Kyongsu is a versatile performer-practitioner whose work includes theatre for young audiences, musicals, opera, dance and film. She has worked with local companies such as Cake Theatrical Productions, The Finger Players and New Opera Singapore. International collaborations include The Revolutionary Model Play 2.0 (Théatre du Rêve Expérimental / Singapore International Festival of the Arts 2015) directed by Wang Chong from Beijing, China. Being multiracial and trilingual, Kyongsu has always been drawn to complexities, specifically in theatre.
Kyongsu is a recipient of the Tan Chay Bing Education Fund Scholarship and a beneficiary of the Möbius Fund.
What were you doing before coming to ITI?
Before ITI, I was teaching full time, and freelancing on the side.
Tell us how you came to know of ITI. What made you choose to come here?
I heard about ITI when I was studying at LASALLE College of the Arts. I was intrigued by the training, but didn’t dare to abandon my Bachelors course. After graduation, I started working, but was unhappy with myself. I didn’t feel like I was where I envisioned myself to be. I sought greatness. So I decided to jump back into the fire, and enrol.
Do you remember how you felt on your first day here?
On my first day, I was tense. Not everyone supported my decision to go back to training, at another school in Singapore, so soon. But I felt more at home when we sat down in that circle for the first time. I could sense that everyone had such heart and passion for theatre, and most importantly, a story to tell. It was like a burst of colours. And I remember thinking to myself, “I still have much to learn.”
What is it like to train here at ITI?
You can never get too comfortable, because you will always get pulled in different directions. I think that’s the beauty of an intercultural and interdisciplinary training. It will always be new and challenging. And thanks to modules like Post Modular Lab, you will also get your moments of defining who you are as an artist by developing your own work. And discover how to apply what you’ve learnt in your own way. It’s a great balance, if you ask me.
There were days when training felt like being caught in a tornado, body and mind. But walk into the tornado enough times, face the difficulty enough times, and you become more grounded and centered with yourself, and the image changes. More like water. It took time, but things finally started to settle, and a certain stillness and understanding came to me, as I began to sense a flow and strength in my being that will always be mine.

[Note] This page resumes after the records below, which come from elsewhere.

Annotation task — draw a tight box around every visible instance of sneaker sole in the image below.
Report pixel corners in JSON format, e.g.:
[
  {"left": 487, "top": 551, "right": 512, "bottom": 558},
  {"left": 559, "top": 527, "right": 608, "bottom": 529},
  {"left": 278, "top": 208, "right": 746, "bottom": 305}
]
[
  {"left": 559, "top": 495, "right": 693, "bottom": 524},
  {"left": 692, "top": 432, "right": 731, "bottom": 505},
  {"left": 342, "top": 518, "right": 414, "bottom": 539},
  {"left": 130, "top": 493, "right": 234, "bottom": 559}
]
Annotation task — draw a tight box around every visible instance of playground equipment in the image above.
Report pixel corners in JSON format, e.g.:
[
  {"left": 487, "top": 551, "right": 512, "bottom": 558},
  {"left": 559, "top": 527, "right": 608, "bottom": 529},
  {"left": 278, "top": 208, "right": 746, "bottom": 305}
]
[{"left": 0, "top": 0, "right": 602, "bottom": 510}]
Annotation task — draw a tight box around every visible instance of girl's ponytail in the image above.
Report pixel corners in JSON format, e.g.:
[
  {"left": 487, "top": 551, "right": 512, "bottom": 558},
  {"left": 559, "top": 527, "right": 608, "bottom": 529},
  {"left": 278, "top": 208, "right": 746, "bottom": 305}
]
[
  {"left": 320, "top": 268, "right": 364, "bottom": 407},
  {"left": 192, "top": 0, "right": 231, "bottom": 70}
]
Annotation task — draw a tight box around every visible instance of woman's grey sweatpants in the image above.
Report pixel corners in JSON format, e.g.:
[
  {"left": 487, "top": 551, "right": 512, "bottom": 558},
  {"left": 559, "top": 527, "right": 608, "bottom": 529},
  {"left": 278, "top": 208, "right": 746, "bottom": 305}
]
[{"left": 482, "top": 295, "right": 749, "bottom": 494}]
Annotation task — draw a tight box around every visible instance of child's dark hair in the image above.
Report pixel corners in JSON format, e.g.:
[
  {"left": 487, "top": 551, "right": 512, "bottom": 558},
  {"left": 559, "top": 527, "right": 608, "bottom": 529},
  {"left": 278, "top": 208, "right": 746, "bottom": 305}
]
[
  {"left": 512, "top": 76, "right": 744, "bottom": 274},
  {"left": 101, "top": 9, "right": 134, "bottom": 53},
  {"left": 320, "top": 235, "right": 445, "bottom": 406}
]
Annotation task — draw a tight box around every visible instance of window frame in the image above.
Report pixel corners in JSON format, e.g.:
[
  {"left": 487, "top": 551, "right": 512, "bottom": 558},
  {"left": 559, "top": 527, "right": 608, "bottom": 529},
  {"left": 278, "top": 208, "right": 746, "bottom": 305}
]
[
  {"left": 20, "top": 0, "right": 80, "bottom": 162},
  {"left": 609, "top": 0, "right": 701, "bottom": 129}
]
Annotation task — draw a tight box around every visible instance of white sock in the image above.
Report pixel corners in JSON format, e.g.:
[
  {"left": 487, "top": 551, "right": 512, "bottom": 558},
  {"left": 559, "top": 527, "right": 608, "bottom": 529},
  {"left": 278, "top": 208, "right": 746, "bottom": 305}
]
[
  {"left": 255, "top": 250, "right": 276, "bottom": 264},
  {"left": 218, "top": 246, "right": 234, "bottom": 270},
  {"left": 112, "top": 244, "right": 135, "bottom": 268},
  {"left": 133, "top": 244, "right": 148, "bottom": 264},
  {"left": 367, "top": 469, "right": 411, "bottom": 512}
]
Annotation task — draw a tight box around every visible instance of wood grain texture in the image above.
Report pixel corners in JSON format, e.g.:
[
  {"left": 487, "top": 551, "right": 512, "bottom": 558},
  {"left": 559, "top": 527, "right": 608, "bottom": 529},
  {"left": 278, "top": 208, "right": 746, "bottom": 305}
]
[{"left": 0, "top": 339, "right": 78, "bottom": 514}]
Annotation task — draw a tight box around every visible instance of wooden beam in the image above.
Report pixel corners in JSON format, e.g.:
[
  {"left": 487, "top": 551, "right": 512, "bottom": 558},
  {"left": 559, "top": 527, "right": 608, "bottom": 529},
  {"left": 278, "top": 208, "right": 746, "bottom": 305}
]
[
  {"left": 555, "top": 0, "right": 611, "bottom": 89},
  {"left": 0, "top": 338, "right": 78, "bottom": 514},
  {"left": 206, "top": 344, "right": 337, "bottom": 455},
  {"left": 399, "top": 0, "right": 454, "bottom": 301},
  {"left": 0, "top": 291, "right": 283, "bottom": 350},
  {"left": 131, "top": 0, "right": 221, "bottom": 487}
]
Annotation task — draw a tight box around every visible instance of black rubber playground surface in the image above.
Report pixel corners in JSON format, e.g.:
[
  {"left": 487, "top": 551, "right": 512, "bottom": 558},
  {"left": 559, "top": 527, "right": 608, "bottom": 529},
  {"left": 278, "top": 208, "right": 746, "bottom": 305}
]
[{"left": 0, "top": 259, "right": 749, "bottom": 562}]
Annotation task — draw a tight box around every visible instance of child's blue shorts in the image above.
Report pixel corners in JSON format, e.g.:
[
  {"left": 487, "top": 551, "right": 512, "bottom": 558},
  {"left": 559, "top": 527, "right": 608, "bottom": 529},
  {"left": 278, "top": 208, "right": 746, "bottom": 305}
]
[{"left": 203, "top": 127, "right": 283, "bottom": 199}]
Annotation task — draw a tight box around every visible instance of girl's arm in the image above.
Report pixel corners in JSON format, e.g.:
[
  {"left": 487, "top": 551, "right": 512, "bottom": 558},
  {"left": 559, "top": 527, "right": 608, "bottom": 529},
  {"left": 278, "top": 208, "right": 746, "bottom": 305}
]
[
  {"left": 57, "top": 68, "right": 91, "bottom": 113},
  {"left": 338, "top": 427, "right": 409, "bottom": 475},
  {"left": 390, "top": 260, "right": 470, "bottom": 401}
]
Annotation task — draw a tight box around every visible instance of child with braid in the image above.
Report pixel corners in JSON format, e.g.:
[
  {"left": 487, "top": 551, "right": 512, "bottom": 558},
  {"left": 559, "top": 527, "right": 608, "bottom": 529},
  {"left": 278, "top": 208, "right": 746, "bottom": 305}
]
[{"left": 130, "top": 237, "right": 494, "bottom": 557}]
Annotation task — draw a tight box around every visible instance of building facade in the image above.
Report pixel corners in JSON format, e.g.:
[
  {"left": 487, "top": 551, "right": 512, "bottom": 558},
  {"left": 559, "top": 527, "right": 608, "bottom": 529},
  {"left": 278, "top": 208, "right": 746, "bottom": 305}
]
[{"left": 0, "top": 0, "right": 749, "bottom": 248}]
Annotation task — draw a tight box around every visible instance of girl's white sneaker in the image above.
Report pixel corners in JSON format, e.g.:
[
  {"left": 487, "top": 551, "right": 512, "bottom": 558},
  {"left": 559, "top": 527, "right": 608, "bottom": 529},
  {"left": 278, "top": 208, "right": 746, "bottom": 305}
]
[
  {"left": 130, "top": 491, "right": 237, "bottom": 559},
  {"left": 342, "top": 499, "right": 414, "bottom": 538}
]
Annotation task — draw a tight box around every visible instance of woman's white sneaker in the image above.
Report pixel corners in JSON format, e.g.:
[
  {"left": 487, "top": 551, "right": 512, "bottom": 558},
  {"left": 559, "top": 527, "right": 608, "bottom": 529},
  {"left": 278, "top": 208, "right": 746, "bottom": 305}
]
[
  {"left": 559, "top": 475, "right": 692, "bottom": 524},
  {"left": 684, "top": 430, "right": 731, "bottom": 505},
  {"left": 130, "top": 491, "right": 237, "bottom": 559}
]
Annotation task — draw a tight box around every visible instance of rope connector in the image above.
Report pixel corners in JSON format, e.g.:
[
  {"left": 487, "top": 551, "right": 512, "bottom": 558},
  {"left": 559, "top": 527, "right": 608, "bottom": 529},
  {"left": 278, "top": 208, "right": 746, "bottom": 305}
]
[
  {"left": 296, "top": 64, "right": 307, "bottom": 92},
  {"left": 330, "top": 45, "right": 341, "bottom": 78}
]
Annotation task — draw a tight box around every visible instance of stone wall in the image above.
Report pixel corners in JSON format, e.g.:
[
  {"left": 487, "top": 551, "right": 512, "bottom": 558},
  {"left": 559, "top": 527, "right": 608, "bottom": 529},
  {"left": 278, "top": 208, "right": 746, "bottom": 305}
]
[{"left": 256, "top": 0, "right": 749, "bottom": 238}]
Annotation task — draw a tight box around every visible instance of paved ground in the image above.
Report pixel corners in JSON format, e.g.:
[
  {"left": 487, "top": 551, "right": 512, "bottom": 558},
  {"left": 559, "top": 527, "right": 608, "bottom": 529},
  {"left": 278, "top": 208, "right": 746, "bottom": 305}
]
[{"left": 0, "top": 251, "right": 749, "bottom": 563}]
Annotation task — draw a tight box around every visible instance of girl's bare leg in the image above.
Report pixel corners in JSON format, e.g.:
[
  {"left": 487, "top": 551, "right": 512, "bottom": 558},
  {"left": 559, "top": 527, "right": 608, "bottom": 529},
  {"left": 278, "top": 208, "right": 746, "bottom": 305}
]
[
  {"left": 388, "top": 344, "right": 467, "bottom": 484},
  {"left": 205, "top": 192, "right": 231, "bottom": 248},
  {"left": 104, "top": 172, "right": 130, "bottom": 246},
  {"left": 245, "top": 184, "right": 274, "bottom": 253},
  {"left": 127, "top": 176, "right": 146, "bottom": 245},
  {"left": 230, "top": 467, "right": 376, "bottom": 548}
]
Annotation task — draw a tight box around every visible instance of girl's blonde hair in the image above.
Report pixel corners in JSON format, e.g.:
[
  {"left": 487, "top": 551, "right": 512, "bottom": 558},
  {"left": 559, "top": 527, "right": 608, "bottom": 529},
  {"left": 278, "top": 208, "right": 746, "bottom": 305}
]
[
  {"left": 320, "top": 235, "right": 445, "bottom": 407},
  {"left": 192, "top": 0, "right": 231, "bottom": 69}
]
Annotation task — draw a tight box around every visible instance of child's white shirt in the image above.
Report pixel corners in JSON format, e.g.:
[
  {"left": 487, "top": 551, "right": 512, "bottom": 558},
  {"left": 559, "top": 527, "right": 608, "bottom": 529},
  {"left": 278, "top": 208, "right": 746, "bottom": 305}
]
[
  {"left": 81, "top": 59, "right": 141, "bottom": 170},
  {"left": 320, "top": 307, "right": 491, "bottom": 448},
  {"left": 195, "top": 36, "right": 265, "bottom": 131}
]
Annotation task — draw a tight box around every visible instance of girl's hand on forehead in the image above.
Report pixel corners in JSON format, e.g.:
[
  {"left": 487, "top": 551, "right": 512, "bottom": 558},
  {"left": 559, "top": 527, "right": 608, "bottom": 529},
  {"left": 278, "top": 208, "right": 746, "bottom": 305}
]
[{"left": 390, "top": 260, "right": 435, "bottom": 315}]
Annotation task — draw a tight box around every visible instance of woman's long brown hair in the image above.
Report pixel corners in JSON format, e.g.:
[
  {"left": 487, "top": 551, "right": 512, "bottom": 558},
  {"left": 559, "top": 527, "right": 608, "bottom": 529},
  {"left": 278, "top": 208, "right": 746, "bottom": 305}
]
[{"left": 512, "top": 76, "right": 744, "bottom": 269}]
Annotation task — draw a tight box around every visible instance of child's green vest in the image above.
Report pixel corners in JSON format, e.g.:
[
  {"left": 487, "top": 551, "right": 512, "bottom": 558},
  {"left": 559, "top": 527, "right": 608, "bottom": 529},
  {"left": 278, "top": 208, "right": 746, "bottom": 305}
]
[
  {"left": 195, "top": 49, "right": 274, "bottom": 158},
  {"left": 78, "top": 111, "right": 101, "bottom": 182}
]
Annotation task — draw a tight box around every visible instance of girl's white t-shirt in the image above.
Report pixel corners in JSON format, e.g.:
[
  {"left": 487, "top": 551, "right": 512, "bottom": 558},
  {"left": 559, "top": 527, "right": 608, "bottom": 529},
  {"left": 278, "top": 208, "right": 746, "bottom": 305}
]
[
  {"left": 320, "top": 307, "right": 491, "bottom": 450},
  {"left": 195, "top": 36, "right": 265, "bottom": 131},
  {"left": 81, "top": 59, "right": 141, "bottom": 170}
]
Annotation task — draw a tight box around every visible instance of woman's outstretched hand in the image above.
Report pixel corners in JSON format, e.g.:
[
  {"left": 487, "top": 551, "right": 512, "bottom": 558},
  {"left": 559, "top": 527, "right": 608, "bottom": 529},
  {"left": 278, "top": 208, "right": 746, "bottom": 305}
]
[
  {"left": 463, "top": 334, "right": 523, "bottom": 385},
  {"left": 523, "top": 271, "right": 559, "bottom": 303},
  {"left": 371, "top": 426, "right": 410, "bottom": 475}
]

What’s something you’ve learnt from working with your international group of classmates?
I learned how to listen and sense another being who is completely different from me. I learned how to give and receive love.
How has what you’ve learnt here shaped or changed you as an actor?
I think the most important thing I learned is that difference isn’t just an inconvenience, but an exciting opportunity for deeper understanding, creativity and change. I was a giving actor before, but I hated uncertainty and tried to control everything. Now, I try to embrace chaos, and sometimes even invite it into the process. Let the process and the people around me take me to places I’ve never been, see things I never saw. ITI taught me that.
What would you say to a new student or someone thinking of joining ITI?
Oftentimes, we are more closed than we think we are. Being open and embracing challenges needs time, patience and care. Not just discipline. Fight through the bad days with friends, because there are more bad days than good. You won’t always be the best at what you do, and you can’t always do it alone. Do it with the community, and strive to be the best version of yourself with heart, flaws and some stubbornness.
The most important thing I learned is that difference isn’t just an inconvenience, but an exciting opportunity for deeper understanding, creativity and change. I was a giving actor before, but I hated uncertainty and tried to control everything. Now, I try to embrace chaos, and sometimes even invite it into the process... ITI taught me that.
Is there anyone you’d like to thank?
Thank you to all my Teachers. For your wisdom, love, and patience. Not just in class.
Thank you ITI, for your spirit, dedication and love for the arts.
Thank you Tan Chay Bing Education Fund for supporting my training.
Thank you 2020 cohort, you know why.
Thank you Yazid Jalil, you know why also.